Keramaian mulai terasa karena orang-orang yang daripagi sudah menyisihkan waktu tampak mengerumuni pagar istana yang dijaga oleh tentara dan polisi berpakaian batik dan PDH. Ada yang bertampang sangar ada petugas yang ramah yang bercanda dengan pengunjung. Yang tidak mendapat kesempatan di undang hanya bisa melihat kesibukan upacara dari balik pagar, berdesak-desakan, dengan peluh membanjir dan panas terik yang semakin menyengat. Tetapi rupanya semangat orang-orang tidak kendor. Tetap saja bertahan meskipun harus berlelah ria berdesakan.
Bule, pengunjung asing, WNA dari China, pegawai yang baru saja ikut upacara di kantornya, remaja, pedagang minuman, cindera mata memberi warna tersendiri pada gelaran upacara di istana merdeka. Saya tidak bisa bercerita tentang bagaimana detail upacaranya. Hanya bisa bercerita suasana di luar pagar. Tumpah ruahnya pengunjung menyisakan banyak cerita. Fotografer, wartawan TV, wartawan majalah dan koran, ada di setiap sudut. Saya malah tertarik dengan seseorang yang berusaha menarik perhatian pengunjung. Namanya Suwono, pria asal Kediri yang berprofesi sebagai petani, mengaku sebagai satrio piningit dan membuat poster yang tergantung di depan dan belakang punggungnya.

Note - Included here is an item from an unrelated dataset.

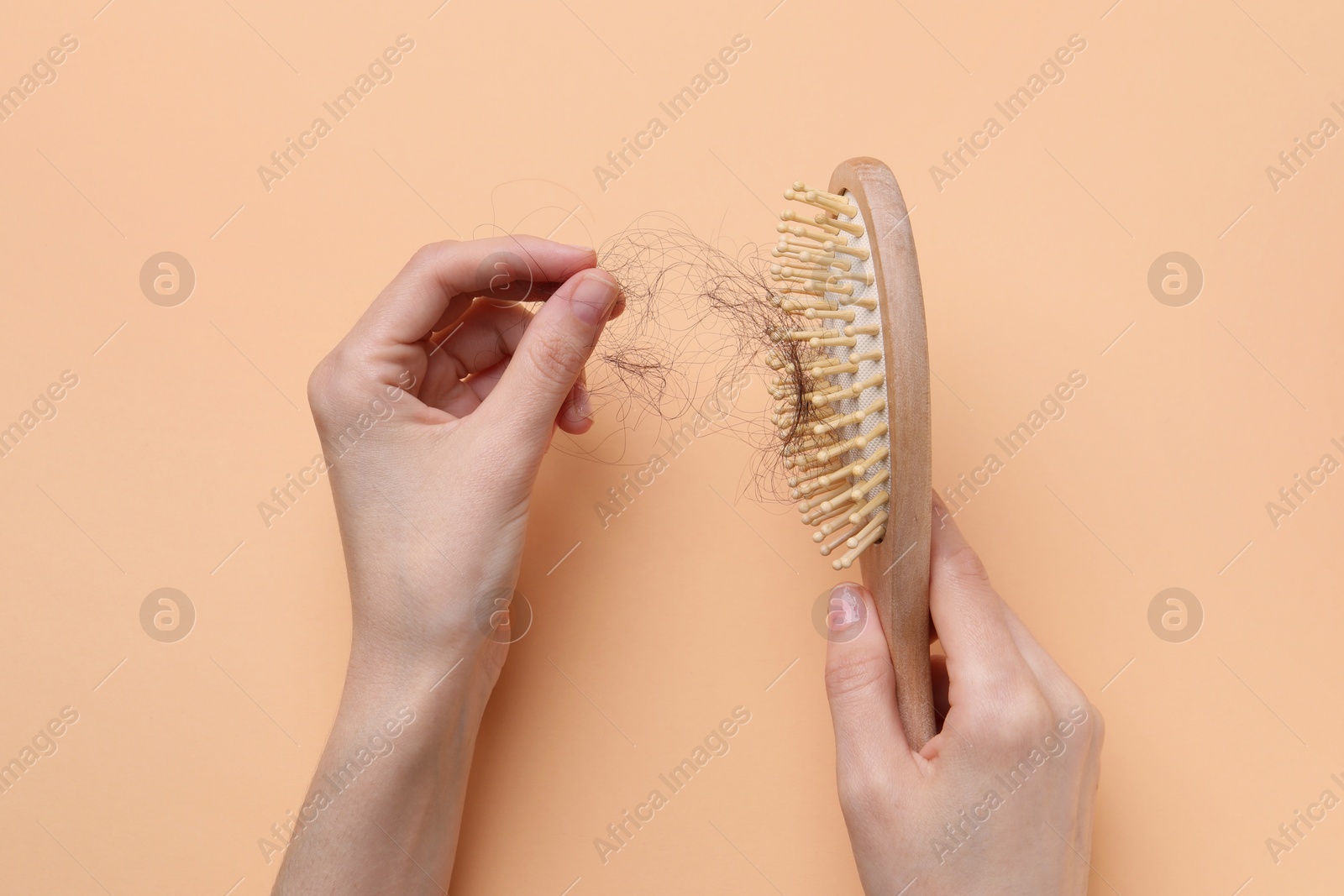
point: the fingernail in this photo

Entah apa yang dipikirkan sampai jauh-jauh ke Jakarta hanya ingin mencoba meyakinkan banyak orang bahwa dialah presiden sesungguhnya satrio piningit bersenjata pacul. Wajahnya tampak lebih tua dari umurnya karena ia mengaku masih berumur limapuluhan tahun, tapi dari raut wajahnya sudah tampak seperti di atas umur 60-an.

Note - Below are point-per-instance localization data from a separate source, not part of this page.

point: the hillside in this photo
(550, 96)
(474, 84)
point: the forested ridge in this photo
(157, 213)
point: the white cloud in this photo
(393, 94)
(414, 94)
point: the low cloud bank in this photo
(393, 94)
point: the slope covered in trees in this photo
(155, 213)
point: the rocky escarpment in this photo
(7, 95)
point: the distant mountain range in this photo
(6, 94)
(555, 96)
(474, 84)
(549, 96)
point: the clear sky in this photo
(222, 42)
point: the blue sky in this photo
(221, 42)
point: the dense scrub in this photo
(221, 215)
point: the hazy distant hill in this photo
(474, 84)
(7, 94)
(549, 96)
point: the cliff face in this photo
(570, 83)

Di negara demokrasi ia mempunyai hak suara, bebas menyuarakan kekecewaan dan mimpinya. Tidak semua orang di Indonesia bisa tersentuh kemajuan, banyak yang masih harus bekerja keras, meskipun harus kecewa karena hasilnya tidak sepadan dengan pengeluaran akibat semakin melambungnya harga. Pupuk mahal, dan ujung-ujungnya tengkulak memainkan harga dan tercekik utang untuk membeli pupuk. Untungnya banyak petani di desa kreatif, ia masih mencoba mencari akal dengan menjadi penambang pasir dan usaha dagang berbasis daring. Yang kreatif menangguk untung dengan semakin majunya teknologi, tetapi mereka yang masih konvensional menjerit karena antara panen dan pemeliharaan tidak sebanding, cenderung tekor. Apalagi petani yang hanya mempunyai tanah sepetak dua petak.

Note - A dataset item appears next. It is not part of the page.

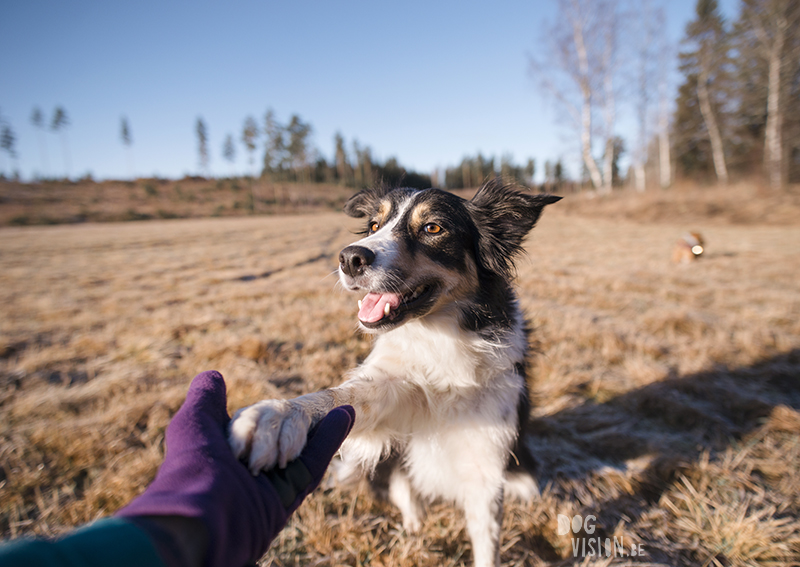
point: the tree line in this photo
(284, 151)
(737, 109)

Bagaimanapun pemerintah tidak serta merta bisa mensejahterakan petani, masih banyak yang belum tersentuh, dan keluhan demi keluhan datang, termasuk pak Suwono, yang berharap ada keadilan untuk petani. Maka ia berusaha mencari perhatian meskipun kadang banyak orang malah mentertawakan. Suwono tidak peduli, meskipun panas terik ia tetap tegak berdiri di depan istana. Ia mendaku menjadi presiden, presiden yang tersembunyi jarang tersorot kamera.
Lain lagi dengan Sugiyono, pria asal Kroya yang sudah tinggal lama di Jakarta di sekitar Gang Kelinci, Pasar Baru. Ia tampak mengenakan baju merah seperti seragam veteran RI dengan lambang-lambang yang menempel di dadanya, berkaca mata hitam. Ia sendirian. Di tangannya tampak tongkat pendek merepresentasikan sebagai Soekarno sang proklamator.
Masih banyak masyarakat yang tumpah ruah di depan Istana yang menampilkan keunikan sendiri. Mereka bebas memaknai kemerdekaan. Penjual air minum ikut menikmati rezeki, jualannya laku keras. Omzet penjualan minuman bisa dua kali lipat harga sebenarnya. Dan itu berkah di hari kemerdekaan. Para reporter TV dari berbagai channel bertebaran berusaha mewancarai penonton yang tampak mengenakan baju unik. Tentu saja mereka ingin mendapatkan berita yang berpotensi viral. Youtuber, konten kreator turun dengan peralatan mobile, drone, standard kamera. Fotografer dari yang pemula sampai profesional datang mengabadikan moment kemerdekaan.
Sementara di tempat lain di kampung-kampung, di gang-gang suasana hari kemerdekaan dimanfaatkan untuk melakukan lomba-lomba unik.